The temperature faded toward freezing Saturday afternoon as Vena “Teddy” Giles sat back on her living room couch in Franklin and pulled a piece of blue construction paper out of an envelope addressed to the North Pole.

“Dear Santa,” she read. “I would like a Game Boy.”

In another letter, a girl named Hannah asked for a toy and promised to leave Saint Nick a piece of pie and some salad should he drop down her chimney this Christmas Eve.

The envelopes piled like snowflakes around Giles, who for 35 years has been receiving letters to Santa Claus from hundreds of hopeful children around Hancock County.

Most children get right to the point, listing the toys they hope to receive in the opening lines of their letters. There are promises of milk and cookies and affirmations that they’ll be nice instead of naughty from now on.

One girl even asked Santa to bring her a moose.

With less than a week to go before Christmas, the jolly man in the red suit has a full plate. He is making his list and checking it twice, but he needs a little help keeping up with his correspondence. That’s where the 73-year-old Giles comes in.

The retired postal worker reads and responds to every letter on Santa’s behalf.

“They will mention things they want,” she said, her eyes lighting up as brightly as her battery-operated Christmas bulb earrings. “Some of the things I’ve never even heard of.”

It all started in 1970, after Giles took a job as a rural mail carrier for the U.S. Postal Service. While delivering holiday packages to folks in places such as Mariaville and Otis, she noticed children’s letters to the North Pole were starting to pile up. She asked her boss whether she could respond to them, and the answer was yes.

“Then, after I retired in 1997, they let me keep doing it,” said Giles, a former selectman who has six grown children, 12 grandchildren and four great-grandchildren. She also has the tallest flagpole in Franklin, which may explain how Santa keeps track of her.

In the beginning, Giles received about 20 letters each holiday season. Now she gets 150 or so from children in towns like Lamoine, Ellsworth and Gouldsboro, making her almost as busy as Santa himself.

The envelopes, addressed simply to “Santa Claus, North Pole,” start showing up right after Thanksgiving and keep coming until Christmas. Some kids even send thank-you notes after the holiday passes.
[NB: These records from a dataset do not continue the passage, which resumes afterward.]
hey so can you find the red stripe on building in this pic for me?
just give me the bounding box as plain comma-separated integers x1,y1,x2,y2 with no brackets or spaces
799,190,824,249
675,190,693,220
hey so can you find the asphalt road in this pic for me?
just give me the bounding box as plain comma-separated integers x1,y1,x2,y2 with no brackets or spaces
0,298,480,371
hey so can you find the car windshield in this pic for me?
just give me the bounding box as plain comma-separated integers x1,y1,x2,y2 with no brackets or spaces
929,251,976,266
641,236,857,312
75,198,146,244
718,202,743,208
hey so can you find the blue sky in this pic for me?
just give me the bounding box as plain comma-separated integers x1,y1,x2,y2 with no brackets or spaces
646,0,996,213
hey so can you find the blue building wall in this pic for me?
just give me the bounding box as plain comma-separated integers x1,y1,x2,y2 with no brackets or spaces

“The postmasters all around know to send me the letters,” she said. “Yesterday I got 13.”

Now and then, Giles recognizes the child’s name because she answered a letter from the mother or father years ago. Most children ask for presents, but a few also make wishes for other people.
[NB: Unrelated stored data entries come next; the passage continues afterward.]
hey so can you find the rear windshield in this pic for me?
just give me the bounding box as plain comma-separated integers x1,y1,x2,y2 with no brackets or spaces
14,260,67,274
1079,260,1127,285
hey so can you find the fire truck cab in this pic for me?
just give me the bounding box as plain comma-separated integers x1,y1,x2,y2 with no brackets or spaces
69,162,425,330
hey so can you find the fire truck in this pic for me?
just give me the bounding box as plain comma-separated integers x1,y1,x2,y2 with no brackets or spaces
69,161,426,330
A boy in Surry listed a few toys he hoped to receive but then closed his letter with this postscript: “I was wondering if my family could have money for gas and house payments.”

Another writer, a little girl, asked him to bring new houses to those left homeless by Hurricane Katrina.

“I told her Santa would do the best he could but that was a pretty big order to fill,” Giles said.

One of her favorite letters came from a boy who asked the man in charge of the sleigh to keep his reindeer off the roof because last year’s visit resulted in a few broken shingles.

Another boy promised to leave Santa a tomato as a snack on Christmas Eve.

“I said, ‘Oh, Santa loves tomatoes,'” Giles said.

It takes many hours to respond to the children’s messages, but Giles seems to relish it. Each reply is different, with information about what the elves are doing in their workshop or what the reindeer like to eat. She finishes every one with a red-ink stamp of “11 Candy Cane Lane” as a return address.

Knowing how pleased the children must be to hear back from Santa makes the work worthwhile, she said. And if it means one more generation will keep believing in Santa, she will keep at it.

“I think the kids have just gotten used to getting letters from Santa Claus,” she said.

“It’s a lot of satisfaction. I’m sure I’ll be doing it a few more years.”